After the war I learned about Wallenberg . As years passed I couldn’t remember what the Schutz Pass looked like. One day we went to the Holocaust Museum in Washington and to my surprise there was a whole wall showing Schutz Passes. Not too long ago we took our grandson to Ellis Island, and there was a room dedicated to Wallenberg and his activities and I saw the Shutz Passes again.

Q: Do you still have it?

Mrs.: Well I had it for a long time, but when we fled in 1956, I didn’t take any papers with me.

Mr.: No, unfortunately I do not.

Mrs.: It was a very emotional thing when I saw those papers.

Q: Were you able to continue with any Jewish traditions in a safe house?

Mrs.: I don’t remember now, but I don’t think so, everyone was strictly trying to survive, and that was a full time job, it was a very trying time.

Mr.: No, there were no orthodox people at the house and we had lots of other problems.

Q: How did you meet?

Mrs.: We met in this country, it was a blind date.

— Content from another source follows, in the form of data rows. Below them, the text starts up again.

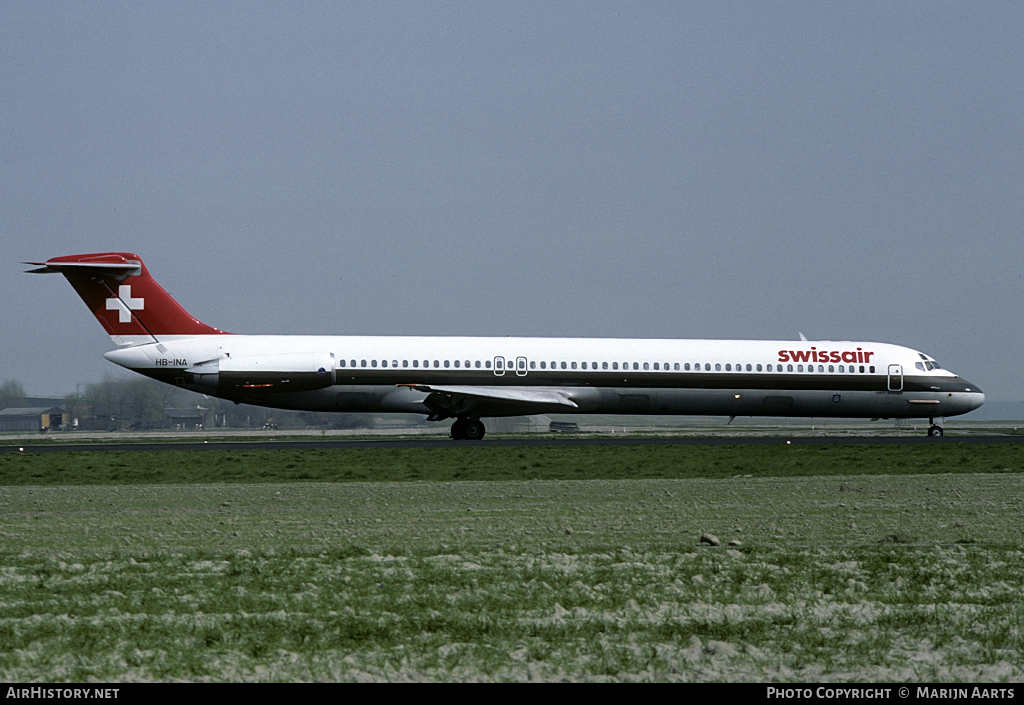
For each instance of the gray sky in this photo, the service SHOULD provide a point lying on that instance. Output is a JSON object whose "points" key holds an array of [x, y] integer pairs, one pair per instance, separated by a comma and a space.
{"points": [[852, 170]]}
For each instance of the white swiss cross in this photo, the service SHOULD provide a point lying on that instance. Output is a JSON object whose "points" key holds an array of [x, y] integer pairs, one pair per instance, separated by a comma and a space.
{"points": [[124, 303]]}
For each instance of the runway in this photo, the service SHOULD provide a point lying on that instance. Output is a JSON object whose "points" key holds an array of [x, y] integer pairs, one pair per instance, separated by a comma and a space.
{"points": [[413, 444]]}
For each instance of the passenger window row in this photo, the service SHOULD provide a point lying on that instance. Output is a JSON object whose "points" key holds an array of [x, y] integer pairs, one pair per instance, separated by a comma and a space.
{"points": [[613, 366]]}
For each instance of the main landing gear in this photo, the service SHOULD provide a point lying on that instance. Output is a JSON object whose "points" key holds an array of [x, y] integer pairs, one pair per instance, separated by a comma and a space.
{"points": [[467, 429]]}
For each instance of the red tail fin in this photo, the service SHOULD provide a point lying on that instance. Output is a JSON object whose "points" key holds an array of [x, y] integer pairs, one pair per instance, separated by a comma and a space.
{"points": [[126, 300]]}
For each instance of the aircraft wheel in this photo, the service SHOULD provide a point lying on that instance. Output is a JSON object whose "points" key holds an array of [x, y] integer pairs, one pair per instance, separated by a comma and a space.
{"points": [[472, 429], [459, 429]]}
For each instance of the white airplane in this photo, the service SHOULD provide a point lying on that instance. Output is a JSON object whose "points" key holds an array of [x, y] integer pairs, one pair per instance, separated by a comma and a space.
{"points": [[470, 378]]}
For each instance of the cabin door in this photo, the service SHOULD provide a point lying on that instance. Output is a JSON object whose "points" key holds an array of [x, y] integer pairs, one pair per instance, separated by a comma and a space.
{"points": [[895, 378]]}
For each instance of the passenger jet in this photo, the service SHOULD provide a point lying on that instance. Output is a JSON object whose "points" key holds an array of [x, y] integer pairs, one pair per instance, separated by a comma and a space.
{"points": [[471, 378]]}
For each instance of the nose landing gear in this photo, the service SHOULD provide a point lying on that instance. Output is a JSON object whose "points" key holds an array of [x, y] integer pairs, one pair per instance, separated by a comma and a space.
{"points": [[467, 429]]}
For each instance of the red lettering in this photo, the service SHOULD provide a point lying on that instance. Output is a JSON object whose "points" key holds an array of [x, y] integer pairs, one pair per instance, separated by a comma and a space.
{"points": [[816, 356]]}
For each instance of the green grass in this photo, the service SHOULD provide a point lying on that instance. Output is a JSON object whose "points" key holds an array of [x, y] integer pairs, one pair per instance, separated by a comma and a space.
{"points": [[695, 615], [570, 462], [853, 564]]}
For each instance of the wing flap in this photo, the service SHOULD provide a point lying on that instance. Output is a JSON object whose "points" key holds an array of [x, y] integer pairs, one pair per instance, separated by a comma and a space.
{"points": [[450, 401]]}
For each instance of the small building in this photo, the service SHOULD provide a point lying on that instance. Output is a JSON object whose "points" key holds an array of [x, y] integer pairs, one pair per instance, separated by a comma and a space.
{"points": [[185, 419], [33, 419]]}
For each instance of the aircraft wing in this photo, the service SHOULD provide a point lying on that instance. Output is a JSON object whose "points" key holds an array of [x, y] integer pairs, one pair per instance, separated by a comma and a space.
{"points": [[450, 401]]}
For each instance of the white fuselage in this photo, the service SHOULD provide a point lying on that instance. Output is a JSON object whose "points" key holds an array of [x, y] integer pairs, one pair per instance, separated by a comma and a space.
{"points": [[519, 375]]}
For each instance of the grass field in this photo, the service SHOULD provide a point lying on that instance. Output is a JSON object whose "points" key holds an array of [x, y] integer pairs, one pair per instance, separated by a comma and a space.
{"points": [[870, 563]]}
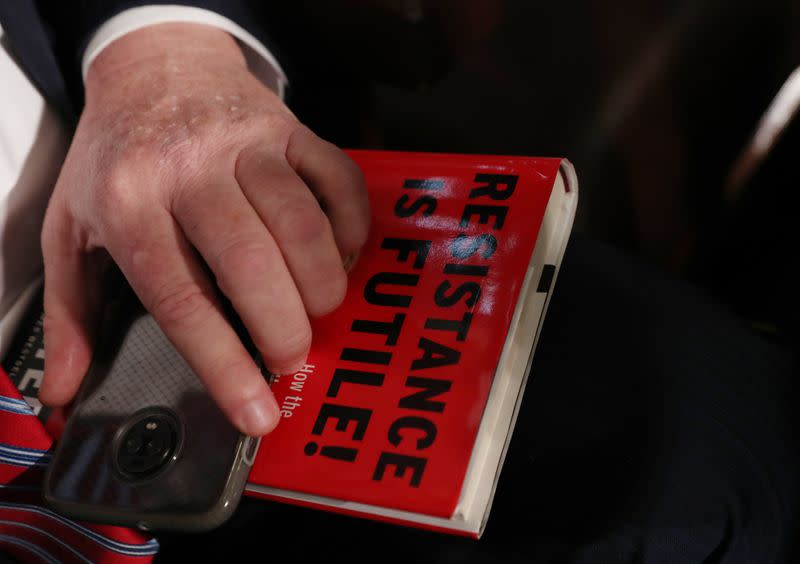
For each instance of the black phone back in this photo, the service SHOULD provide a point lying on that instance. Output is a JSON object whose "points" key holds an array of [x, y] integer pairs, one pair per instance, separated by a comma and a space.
{"points": [[145, 445]]}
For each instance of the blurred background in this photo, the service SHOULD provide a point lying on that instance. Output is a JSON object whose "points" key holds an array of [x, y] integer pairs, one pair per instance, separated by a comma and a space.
{"points": [[654, 102]]}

Mr.: It was a blind date about 50 years ago.

Mrs.: And by the way whenever we go back to Budapest, we happen to stay in the area called ”Lipot Varos” which is very close to where my safe house was, it was at 25 Szent István Park. It is a very nice part of the city and now there is a memorial monument to Raoul Wallenberg in that park.

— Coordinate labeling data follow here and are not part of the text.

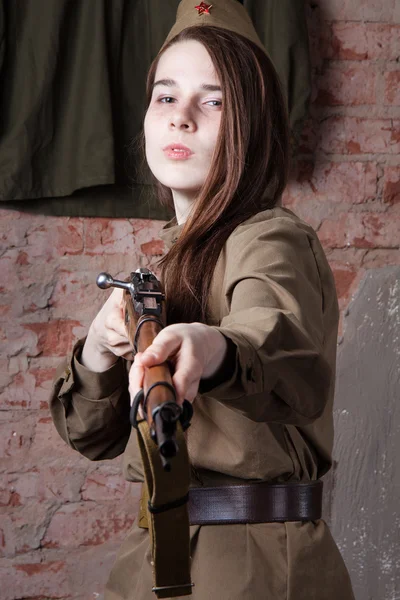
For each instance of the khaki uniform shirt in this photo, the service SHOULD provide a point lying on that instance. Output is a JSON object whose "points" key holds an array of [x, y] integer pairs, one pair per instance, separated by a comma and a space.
{"points": [[269, 418]]}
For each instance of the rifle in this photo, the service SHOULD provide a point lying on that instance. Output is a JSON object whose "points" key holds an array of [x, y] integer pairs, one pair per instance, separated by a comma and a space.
{"points": [[144, 319], [160, 436]]}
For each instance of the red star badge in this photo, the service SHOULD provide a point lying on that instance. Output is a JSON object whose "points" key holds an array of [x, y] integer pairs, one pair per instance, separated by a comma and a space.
{"points": [[203, 8]]}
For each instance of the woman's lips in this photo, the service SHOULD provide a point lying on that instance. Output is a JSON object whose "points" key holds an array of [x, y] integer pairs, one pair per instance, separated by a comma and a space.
{"points": [[177, 151]]}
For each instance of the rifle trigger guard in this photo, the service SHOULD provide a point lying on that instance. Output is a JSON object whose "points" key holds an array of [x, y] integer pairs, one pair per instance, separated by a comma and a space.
{"points": [[135, 407]]}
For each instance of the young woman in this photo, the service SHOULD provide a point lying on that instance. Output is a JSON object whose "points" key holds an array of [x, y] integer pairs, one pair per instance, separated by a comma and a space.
{"points": [[252, 322]]}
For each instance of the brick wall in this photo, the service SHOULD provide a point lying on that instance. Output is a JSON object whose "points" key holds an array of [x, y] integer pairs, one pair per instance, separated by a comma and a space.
{"points": [[62, 517]]}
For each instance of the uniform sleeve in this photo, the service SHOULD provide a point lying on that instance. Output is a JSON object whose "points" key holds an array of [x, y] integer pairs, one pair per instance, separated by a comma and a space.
{"points": [[279, 372], [91, 410]]}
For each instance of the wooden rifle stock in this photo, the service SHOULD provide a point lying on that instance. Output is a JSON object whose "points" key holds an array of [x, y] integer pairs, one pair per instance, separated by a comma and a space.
{"points": [[144, 319]]}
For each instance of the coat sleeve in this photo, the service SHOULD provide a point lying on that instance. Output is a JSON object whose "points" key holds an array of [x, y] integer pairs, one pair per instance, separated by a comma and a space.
{"points": [[279, 372], [91, 410]]}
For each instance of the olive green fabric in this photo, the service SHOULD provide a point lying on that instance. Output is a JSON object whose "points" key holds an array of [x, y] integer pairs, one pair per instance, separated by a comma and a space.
{"points": [[72, 98], [269, 417]]}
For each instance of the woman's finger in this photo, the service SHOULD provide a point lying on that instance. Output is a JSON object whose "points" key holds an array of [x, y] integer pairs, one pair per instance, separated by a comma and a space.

Q: How close were your safe houses?

Mrs.: Only about 5 minutes apart.

That’s an amazing story.

Q: If you hadn’t come in contact with Raoul Wallenberg, what do you think would have happened?

Mr.: Well, it is obvious that he saved our lives. It is clear as daylight. We certainly wouldn’t be here, and probably wouldn’t be alive. I don’t remember the percentage of Jews who survived in the ghetto, but it was very small. We would have either been deported and died in the concentration camps, or died in the ghetto. There were about 600,000 Jews before the war, 500,000 perished.

Mrs.: Those who survived were in Budapest, because from the countryside they were all deported.

Mr.: So most of those who survived can thank their lives to Wallenberg and his helpers from different countries, especially from Sweden, and the Americans who probably financed his activities.

Q: What about your family?

Mrs.: I had a very small family, just me, my mother, and father. My father was taken to a forced labor camp and never came back. My mother lived until 1979. We came out from Hungary together in 1956. We went to Brazil first, and then, we came here. My mother stayed with us until her death in1979.

Q: And you also came in 1956?

Mr.: Yes. After the war in 1945, when I was 13 my uncle and aunt, the Kauffmans, had sort of adopted me, and I lived with them until 1956. I got my engineering degree from the University in Budapest and after the revolution in 1956 I came to the US.